DACA Rally

Protesters marched at UA in 2012 to fight higher tuition fees.

PHOENIX — “Dreamers” are here legally and entitled to the same lower tuition as other Arizona residents, an attorney for the state’s largest community college system is arguing.

Mary O’Grady is asking the state Court of Appeals to dismiss a claim by state Attorney General Mark Brnovich that the Maricopa Community College District is violating a voter-approved law that says only legal residents get in-state tuition. She told the judges that the decision by the Obama administration to allow Dreamers — undocumented immigrants brought here as children — to stay and work means they qualify.

While this case involves only the Maricopa system, what the courts ultimately decide will affect the policies of community colleges statewide. And it also will determine the legality of what the Arizona Board of Regents has done in offering in-state tuition to Dreamers at the three state universities.

Central to the fight is a 2006 ballot measure that limits in-state tuition to citizens and legal residents. It also denies waivers of tuition or fees, grants, scholarships, financial aid, tuition assistance “or any other type of financial assistance that is subsidized or paid in whole or in part with state monies” to those who are in the country “without lawful immigration status.”

Despite that, the Maricopa system board decided to grant resident tuition at its 10 colleges, two skill centers and several education centers to Dreamers — those accepted into the Deferred Action for Childhood Arrivals program. Pima Community College in Tucson also grants DACA recipients in-state tuition. That allows people who arrived in this country illegally as children to remain without fear of deportation if they meet other conditions, a process that gets reviewed every two years. They also are issued Employment Authorization Documents allowing them to work legally.

In 2014, Tom Horne, then the state attorney general, filed suit to have the college’s policy voided. He said that DACA, which is simply a policy decision of the administration, does not mean the students are lawfully present, as the 2006 law requires.

A trial judge ruled against the state. And now Brnovich, Horne’s successor, is attempting to get the appellate court to rule otherwise. But O’Grady, in new filings, said the attorney general’s arguments miss several crucial points.

One, she said, is that after the 2006 ballot measure was approved, there was some uncertainty about how state and local agencies and governments should determine who is in the country legally. The result, O’Grady said, was a new law which said an agency may rely on a “United States Citizenship and Immigration Services employment authorization document” as sufficient for “demonstrating lawful presence in the United States.”

DACA recipients get such documents.

O’Grady conceded that DACA does not provide a particular immigration status for those in the program. Nor does it create a path to citizenship. But she quoted federal documents that say a DACA recipient “is not considered to be unlawfully present” and that such a person “is authorized ... to be present in the United States.”

“As a matter of federal law, a DACA recipient is lawfully present,” she told the judges. “And as a matter of Arizona law, MCCCD (the Maricopa district) may rely on an employment authorization document to verify lawful presence.”

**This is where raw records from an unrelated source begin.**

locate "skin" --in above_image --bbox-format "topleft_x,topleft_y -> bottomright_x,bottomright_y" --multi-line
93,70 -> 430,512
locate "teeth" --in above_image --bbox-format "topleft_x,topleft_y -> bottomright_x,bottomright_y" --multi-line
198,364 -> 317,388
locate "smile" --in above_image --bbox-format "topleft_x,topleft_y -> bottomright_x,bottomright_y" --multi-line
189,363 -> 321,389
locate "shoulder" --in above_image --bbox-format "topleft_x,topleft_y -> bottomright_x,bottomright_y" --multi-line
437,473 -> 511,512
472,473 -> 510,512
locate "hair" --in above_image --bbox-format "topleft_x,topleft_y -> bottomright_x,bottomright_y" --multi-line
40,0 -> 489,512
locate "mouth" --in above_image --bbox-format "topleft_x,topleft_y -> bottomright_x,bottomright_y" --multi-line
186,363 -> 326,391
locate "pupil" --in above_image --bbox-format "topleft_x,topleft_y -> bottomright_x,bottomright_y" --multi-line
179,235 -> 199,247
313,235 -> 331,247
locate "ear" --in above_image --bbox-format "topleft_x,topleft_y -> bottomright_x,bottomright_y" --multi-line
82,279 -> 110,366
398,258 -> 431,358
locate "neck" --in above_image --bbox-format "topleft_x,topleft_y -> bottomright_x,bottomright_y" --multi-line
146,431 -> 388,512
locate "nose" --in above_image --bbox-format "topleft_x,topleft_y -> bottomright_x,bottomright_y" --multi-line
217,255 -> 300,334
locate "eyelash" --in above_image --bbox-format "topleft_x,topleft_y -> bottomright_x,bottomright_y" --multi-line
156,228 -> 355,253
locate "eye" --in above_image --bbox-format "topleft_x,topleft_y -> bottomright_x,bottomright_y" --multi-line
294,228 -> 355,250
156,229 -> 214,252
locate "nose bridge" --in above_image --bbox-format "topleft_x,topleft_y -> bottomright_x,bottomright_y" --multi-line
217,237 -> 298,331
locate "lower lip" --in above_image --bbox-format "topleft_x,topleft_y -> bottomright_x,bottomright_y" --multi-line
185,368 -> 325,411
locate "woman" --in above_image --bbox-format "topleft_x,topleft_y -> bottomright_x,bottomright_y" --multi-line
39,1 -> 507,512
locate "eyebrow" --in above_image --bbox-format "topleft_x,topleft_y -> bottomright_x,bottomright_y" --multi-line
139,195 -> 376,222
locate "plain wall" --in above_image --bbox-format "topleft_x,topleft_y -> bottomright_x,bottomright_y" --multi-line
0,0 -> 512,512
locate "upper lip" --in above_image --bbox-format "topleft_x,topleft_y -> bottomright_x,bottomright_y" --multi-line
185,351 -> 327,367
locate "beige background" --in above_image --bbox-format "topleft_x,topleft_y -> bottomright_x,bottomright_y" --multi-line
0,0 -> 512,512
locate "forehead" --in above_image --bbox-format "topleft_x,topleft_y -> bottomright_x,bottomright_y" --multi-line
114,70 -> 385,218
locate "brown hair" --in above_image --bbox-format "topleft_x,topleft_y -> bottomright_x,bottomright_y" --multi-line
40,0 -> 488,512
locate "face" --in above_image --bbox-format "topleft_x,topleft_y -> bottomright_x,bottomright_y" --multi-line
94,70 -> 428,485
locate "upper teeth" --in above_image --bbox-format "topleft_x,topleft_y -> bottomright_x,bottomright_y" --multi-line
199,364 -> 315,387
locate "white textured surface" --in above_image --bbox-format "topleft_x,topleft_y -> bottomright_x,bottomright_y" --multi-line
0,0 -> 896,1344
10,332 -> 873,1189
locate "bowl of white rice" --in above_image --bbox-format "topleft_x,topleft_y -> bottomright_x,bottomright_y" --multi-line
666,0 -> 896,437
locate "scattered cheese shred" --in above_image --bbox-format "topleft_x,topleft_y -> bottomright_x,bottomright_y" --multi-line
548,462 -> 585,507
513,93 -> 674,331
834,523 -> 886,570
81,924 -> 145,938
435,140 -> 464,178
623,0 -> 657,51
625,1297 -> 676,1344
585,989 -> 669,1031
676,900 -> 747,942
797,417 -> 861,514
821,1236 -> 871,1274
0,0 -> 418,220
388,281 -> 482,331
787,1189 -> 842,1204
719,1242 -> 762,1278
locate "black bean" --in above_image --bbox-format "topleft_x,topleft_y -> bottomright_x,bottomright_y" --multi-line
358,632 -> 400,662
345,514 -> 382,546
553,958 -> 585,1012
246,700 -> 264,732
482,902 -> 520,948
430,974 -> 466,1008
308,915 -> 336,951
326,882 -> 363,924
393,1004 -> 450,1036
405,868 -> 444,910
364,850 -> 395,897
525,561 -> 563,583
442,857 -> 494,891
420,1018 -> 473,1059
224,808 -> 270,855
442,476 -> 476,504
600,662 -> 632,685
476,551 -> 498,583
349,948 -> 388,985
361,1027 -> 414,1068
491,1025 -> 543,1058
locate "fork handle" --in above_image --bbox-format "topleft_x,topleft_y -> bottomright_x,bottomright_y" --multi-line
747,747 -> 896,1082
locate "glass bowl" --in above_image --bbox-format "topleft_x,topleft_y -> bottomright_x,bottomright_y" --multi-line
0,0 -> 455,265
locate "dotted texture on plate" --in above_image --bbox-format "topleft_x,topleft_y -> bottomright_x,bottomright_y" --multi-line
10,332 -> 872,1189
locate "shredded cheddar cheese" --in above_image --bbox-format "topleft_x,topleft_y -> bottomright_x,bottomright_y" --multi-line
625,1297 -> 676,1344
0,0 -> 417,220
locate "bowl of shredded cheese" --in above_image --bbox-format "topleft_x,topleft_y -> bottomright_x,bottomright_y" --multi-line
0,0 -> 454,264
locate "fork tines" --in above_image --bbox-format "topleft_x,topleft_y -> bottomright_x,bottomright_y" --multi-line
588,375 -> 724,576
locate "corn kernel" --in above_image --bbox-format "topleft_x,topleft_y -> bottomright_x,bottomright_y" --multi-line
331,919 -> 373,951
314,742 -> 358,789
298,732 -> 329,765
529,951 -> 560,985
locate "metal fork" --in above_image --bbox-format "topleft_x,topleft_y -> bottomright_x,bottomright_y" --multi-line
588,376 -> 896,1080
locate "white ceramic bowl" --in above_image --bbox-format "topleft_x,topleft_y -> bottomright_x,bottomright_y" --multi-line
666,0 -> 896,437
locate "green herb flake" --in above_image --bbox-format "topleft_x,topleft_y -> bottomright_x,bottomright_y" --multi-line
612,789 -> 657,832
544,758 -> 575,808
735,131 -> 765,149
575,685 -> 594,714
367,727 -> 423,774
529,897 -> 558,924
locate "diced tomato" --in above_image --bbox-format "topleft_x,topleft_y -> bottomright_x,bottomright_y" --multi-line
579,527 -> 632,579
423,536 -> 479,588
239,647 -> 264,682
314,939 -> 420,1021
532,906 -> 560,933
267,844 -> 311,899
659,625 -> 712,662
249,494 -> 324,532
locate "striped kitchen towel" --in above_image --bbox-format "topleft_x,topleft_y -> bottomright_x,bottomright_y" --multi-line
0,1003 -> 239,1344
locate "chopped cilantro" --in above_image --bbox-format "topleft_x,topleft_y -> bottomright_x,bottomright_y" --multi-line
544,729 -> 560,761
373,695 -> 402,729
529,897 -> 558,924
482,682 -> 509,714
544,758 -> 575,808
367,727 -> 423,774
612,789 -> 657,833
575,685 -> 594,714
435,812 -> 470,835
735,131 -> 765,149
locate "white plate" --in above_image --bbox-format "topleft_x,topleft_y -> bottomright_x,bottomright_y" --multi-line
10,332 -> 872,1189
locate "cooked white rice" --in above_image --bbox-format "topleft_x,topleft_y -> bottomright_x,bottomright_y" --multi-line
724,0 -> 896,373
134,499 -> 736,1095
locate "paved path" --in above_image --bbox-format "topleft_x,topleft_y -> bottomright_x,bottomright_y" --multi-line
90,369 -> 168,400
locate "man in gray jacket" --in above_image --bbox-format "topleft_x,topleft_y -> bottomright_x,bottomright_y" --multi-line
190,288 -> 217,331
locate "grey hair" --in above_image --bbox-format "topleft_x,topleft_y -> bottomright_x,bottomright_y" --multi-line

And she said that means Arizona did not need a special law to give DACA recipients the lower rate.

O’Grady already has won the first round.

In a ruling last year, Maricopa County Superior Court Judge Arthur Anderson rejected the state’s argument that DACA recipients are ineligible for in-state tuition.

Anderson said the Department of Homeland Security considers DACA recipients to be here legally. And he specifically cited the Employment Authorization Documents permitting them to work, pointing out that state law says these are permissible identification for certain benefits.

“The state cannot establish subcategories of ‘lawful presence,’ picking and choosing when it will consider DACA recipients lawfully present and when it will not,” the judge wrote.

Anderson also pointed out that the 2006 law failed to define the terms “citizen,” “legal resident” and “lawful immigration status.”

But the judge said the way he reads federal law as well as the voter-approved measure, the exclusion from in-state status applies only to those who are not “lawfully present.”

“That’s not up to the state to determine,” he wrote. “Federal law, not state law, determines who is lawfully present in the U.S.”

The amount of money at issue is significant, at least for the individuals involved.

In the Maricopa college system, a student seeking an associate degree would save about $13,800 by being granted in-state status.

DACA recipients at PCC pay the in-state rate of $75.50 per credit hour for basic courses — there are higher fees for some programs — which translates to $4,530 for someone seeking an associate degree.

Nonresident students are charged the basic rate of $352 per credit hour, or $21,120, for the same degree.